Aside from the typical personal protection gear mandated at construction sites (e.g., hard hats and reflective vests), we faced the challenge of dealing with the COVID-19 virus. New protocols were in place to enforce everyone to wear face masks and gloves, and hand sanitizer stations were set up throughout the project site. Cleaning crews in hazmat gear continuously circulated throughout the site, and elevator use was restricted to four passengers at a time to maintain social distancing. A log was maintained of everyone entering and exiting the site. A total of 24,000 man-hours were logged within the 14-day construction period without any lost time, recordable incidents, or virus diagnosis.
How do you think health care design will change in the future as a result of the pandemic?
This pandemic has challenged us to rethink design and operation best practices for health care facilities.
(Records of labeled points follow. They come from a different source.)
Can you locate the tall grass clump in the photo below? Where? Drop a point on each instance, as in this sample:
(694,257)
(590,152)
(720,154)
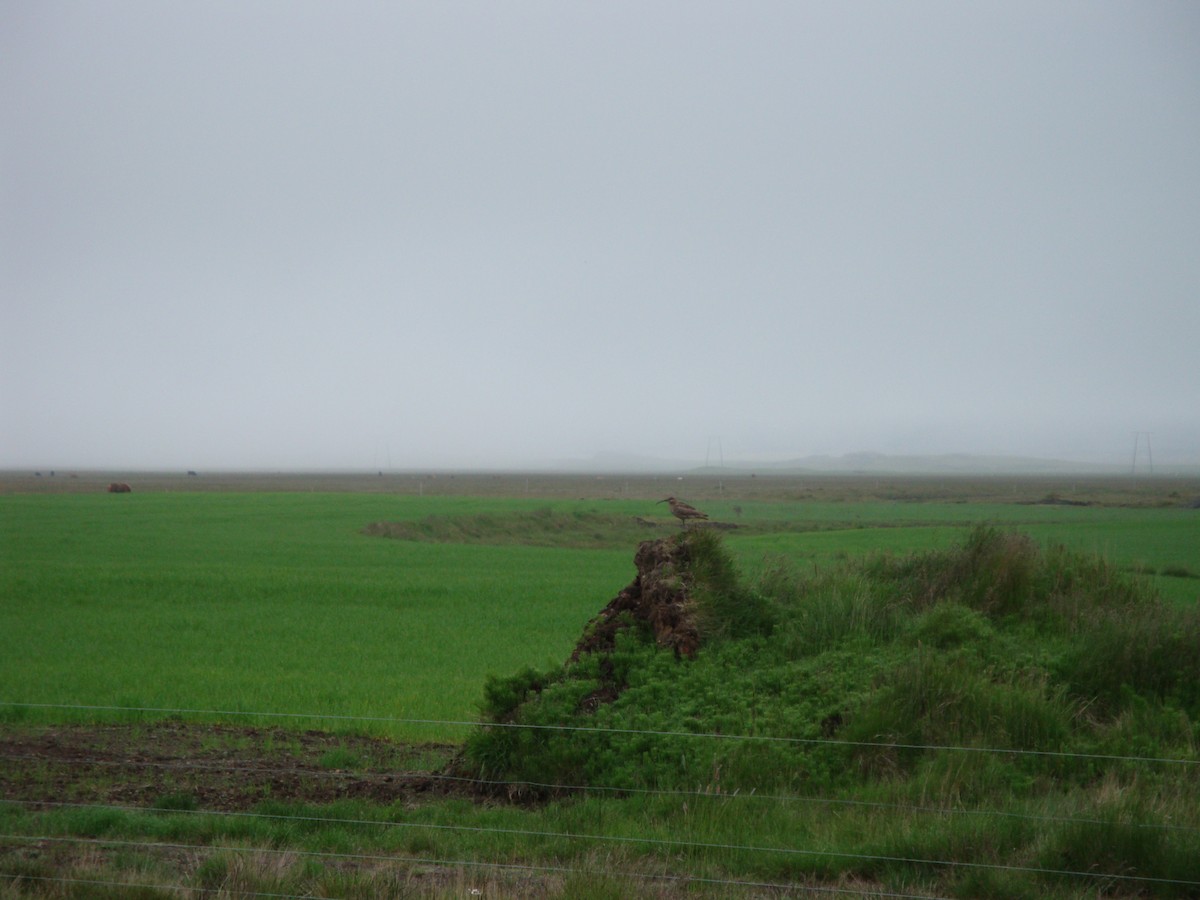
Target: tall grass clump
(882,669)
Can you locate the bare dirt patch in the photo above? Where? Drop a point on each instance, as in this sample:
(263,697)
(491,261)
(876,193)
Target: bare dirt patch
(213,767)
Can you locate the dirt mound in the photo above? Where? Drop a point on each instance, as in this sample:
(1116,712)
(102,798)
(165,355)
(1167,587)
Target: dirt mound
(660,597)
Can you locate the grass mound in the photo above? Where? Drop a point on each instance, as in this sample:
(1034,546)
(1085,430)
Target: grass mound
(885,670)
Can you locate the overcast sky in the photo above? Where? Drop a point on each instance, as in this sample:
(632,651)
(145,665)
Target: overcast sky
(287,234)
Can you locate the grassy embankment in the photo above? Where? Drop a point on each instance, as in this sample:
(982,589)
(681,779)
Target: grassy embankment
(1068,658)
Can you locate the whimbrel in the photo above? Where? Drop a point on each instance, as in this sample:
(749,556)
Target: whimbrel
(683,511)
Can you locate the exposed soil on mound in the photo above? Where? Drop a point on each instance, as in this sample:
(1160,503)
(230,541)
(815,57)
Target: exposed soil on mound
(213,767)
(660,597)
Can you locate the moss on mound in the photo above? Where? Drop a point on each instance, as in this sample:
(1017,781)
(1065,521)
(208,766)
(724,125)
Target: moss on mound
(882,670)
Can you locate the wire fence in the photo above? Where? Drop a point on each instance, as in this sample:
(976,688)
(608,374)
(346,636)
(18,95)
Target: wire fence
(676,847)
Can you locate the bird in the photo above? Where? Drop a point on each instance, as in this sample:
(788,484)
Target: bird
(683,511)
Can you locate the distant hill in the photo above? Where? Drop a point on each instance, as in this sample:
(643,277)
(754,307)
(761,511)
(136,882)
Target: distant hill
(869,463)
(937,465)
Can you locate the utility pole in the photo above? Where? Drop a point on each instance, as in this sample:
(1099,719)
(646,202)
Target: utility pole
(1150,456)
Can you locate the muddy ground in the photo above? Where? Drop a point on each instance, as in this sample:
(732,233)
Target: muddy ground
(214,767)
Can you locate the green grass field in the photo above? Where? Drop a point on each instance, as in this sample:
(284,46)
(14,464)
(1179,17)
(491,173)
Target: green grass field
(294,604)
(279,603)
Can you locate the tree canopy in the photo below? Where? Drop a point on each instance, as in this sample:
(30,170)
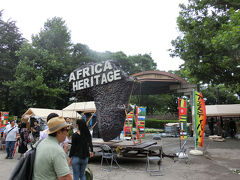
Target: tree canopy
(209,42)
(10,41)
(36,74)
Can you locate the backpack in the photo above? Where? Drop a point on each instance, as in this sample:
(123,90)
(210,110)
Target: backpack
(24,168)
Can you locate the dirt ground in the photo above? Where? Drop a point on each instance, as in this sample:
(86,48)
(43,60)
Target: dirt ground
(221,161)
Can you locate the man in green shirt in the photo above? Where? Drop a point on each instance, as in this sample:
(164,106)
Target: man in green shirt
(50,161)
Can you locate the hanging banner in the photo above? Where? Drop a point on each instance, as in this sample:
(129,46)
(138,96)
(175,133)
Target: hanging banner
(3,121)
(199,117)
(128,124)
(182,109)
(140,122)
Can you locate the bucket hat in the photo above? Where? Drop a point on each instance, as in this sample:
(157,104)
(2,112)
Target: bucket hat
(56,124)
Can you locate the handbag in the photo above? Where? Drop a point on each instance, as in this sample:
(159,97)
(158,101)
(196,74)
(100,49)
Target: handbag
(24,168)
(88,174)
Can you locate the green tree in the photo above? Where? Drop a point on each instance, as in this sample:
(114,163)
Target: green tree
(43,70)
(209,42)
(10,41)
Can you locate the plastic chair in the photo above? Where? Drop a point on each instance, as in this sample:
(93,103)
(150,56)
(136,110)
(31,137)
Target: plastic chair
(107,153)
(154,155)
(182,154)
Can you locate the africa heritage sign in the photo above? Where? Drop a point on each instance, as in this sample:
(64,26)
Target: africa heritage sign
(110,88)
(93,75)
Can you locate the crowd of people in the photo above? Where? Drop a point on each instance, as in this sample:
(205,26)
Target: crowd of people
(53,157)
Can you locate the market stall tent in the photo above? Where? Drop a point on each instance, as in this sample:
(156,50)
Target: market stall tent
(85,107)
(229,110)
(43,113)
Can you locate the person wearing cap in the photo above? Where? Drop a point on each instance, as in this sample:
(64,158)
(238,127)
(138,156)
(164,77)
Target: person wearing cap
(50,161)
(43,134)
(79,152)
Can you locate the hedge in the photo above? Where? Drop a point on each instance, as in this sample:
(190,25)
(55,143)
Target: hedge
(158,124)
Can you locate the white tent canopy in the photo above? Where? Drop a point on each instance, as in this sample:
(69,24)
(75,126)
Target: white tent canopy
(223,110)
(43,113)
(82,106)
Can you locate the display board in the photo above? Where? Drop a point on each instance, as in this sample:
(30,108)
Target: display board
(182,109)
(128,125)
(3,121)
(140,121)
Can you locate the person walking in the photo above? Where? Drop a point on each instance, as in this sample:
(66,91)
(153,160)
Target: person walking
(79,152)
(23,140)
(35,131)
(50,161)
(10,135)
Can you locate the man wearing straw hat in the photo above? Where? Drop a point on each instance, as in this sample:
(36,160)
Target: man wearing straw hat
(50,161)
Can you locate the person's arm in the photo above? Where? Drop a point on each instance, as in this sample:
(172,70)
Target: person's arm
(67,177)
(72,149)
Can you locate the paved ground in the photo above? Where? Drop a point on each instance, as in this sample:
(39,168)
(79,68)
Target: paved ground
(220,162)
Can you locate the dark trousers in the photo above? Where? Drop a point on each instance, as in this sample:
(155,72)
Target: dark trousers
(10,147)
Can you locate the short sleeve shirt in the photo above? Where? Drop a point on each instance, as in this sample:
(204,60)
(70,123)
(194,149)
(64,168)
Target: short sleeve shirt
(11,135)
(50,161)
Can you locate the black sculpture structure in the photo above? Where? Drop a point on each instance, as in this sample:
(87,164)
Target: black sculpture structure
(110,88)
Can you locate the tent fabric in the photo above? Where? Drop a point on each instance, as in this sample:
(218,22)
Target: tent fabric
(223,110)
(82,106)
(43,113)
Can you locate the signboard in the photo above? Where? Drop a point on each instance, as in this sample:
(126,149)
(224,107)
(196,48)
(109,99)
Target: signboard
(128,124)
(182,111)
(93,75)
(140,121)
(3,121)
(199,117)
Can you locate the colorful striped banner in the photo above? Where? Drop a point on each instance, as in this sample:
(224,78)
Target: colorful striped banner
(199,117)
(182,109)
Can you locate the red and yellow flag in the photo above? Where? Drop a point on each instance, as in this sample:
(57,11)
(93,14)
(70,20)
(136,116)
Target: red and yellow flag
(199,117)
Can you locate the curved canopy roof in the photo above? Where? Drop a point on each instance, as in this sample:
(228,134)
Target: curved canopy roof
(223,110)
(158,82)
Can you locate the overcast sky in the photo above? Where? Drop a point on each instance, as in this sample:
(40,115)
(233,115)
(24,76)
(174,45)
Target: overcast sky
(131,26)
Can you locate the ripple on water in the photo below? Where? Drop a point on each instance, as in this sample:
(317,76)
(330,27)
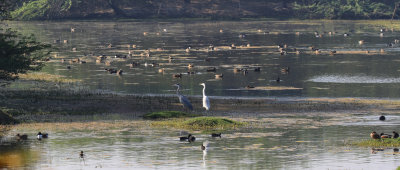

First and foremost, we must protect the health and safety of patients and staff. The standard patient room design currently does not require room pressurization. During this pandemic, we have created negative-pressure patient rooms to help mitigate contamination of other patients and staff.
Moving forward, we plan to incorporate design strategies for increasing the level of ventilation air on patient room floors to the extent of 100 percent outdoor air when necessary and maintain patient rooms under negative pressure.
We also found that many virus-infected patients become dependent on ventilators and dialysis equipment. Most standard patient rooms do not have the infrastructure in place for these systems. During the past five or six months, we have retrofitted patient rooms in numerous hospitals to include piped medical air and a dedicated power circuit to accommodate a portable ventilator and added water, drain, and power connections for portable dialysis equipment within some rooms.
With the increased use of ventilators, hospitals find that their bulk oxygen storage and distribution systems become overly burdened. They can overcome the liquid oxygen storage deficit with more frequent deliveries from their suppliers; however, the output of the system is limited by the capacity of the existing oxygen vaporizers and the carrying capacity of the building distribution system. We learned that the conventional sizing standards for oxygen and medical piping distribution systems need to be modified to accommodate the higher demands we have seen during this pandemic.
We have all seen the news about patients being treated in corridors and other non-clinical spaces out of necessity. We are now incorporating surge capacity—the ability to accommodate an increased patient population during an emergency condition such as a pandemic—into the design and retrofit of hospitals. Outfitting single-bed patient rooms with additional power and medical gases makes it possible to accommodate a second patient on a temporary basis. This has a significant impact on equipment infrastructure as additional capacity must be added to support the increased loads.
I believe that some of these practices and others will be adopted as new standards in the practice of health care design. Hopefully, we will never see another pandemic, but if we do, hospitals will be better equipped to accommodate the uncertain challenges.